本連載では、業界の第一線で活躍する著名エンジニアたちが、それぞれの視点で選んだ書籍について語ります。ただのレビューに留まらず、エンジニアリングの深層に迫る洞察や、実際の現場で役立つ知見をシェア!初心者からベテランまで、新たな発見や学びが得られる、エンジニア必読の「読書感想文」です。
Metaの精鋭エンジニアたちが「設計の最適解」を導くために頼る一冊。世界規模の開発を支えるシステム設計のバイブル
著名エンジニアが、独自の視点で「おすすめ書籍」を紹介する本連載。
今回の語り手は、コンピュータサイエンス学習プラットフォーム「Recursion」の共同創業者であり、Metaでのソフトウェアエンジニア経験を持つJeffry Alvaradoさんだ。

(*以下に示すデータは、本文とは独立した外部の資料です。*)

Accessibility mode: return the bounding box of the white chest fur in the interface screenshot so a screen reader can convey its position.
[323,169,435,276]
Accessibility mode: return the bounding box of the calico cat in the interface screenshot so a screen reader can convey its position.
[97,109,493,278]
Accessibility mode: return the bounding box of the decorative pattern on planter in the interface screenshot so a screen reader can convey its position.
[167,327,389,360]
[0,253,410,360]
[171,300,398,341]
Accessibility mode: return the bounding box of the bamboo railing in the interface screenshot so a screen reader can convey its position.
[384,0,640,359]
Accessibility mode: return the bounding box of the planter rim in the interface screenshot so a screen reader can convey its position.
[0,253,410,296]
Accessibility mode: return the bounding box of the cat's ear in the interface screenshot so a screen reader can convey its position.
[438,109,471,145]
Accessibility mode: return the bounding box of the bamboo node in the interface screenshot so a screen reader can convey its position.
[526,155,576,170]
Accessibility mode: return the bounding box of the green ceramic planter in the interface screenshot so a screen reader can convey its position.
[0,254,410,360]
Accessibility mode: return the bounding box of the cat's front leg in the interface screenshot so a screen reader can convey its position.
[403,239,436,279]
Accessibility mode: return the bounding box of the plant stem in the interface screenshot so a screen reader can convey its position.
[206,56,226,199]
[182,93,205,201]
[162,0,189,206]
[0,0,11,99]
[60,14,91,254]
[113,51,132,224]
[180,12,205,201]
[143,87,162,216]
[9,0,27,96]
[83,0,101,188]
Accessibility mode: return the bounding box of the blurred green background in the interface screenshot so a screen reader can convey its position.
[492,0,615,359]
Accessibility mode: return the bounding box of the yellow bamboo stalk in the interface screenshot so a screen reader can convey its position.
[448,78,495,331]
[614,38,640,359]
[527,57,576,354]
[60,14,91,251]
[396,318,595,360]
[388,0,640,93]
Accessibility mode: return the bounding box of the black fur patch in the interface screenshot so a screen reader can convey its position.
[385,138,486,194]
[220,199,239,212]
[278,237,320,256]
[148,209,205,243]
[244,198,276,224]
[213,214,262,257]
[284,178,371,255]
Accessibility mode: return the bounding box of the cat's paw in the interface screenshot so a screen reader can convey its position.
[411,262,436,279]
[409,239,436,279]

Jeffryさんが「学生時代に出会ったものの、その真の価値を理解したのはMetaで世界規模のインフラに携わってからだった」と振り返る一冊がある。現代の分散システム設計における決定版とも言える名著『データ指向アプリケーションデザイン』(オライリー・ジャパン)だ。
スケーラビリティや信頼性、一貫性といった、データ集約型アプリケーションが直面する複雑な課題をどう乗り越えるべきか。
Jeffryさんが実務を通じて得た「トレードオフの本質」と、本書を「二度読むべき理由」について語ってもらった。
発売日:2019年07月18日
著者:Martin Kleppmann 監訳:斉藤 太郎 訳:玉川 竜司
出版社:オライリー・ジャパン
ISBN:978-4-87311-870-3
原書:Designing Data-Intensive Applications
書籍概要:現代の分散システム設計においてデータの扱いは重要な課題です。システムはスケーラビリティ、一貫性、信頼性、効率性、メンテナンス性を維持する必要があり、そのためにリレーショナルデータベース、NoSQLデータストア、ストリーム、バッチプロセッサ、メッセージブローカーなどのツールが数多く存在します。 本書は、データを処理し、保存するさまざまなテクノロジーの特性を詳述することで、ツールの長所と短所を理解し、システムの課題と使用するアプリケーションに適した選択肢の発見を助けます。
本書を読んだ背景
私が初めてこの本を手に取ったのは大学生の頃です。アプリケーションをスケールさせる際の、データの仕組みを学ぶためでした。ここで言うスケールは、1000人規模のデータ保存・処理要件から、1000万人規模へと拡大するようなケースを指します。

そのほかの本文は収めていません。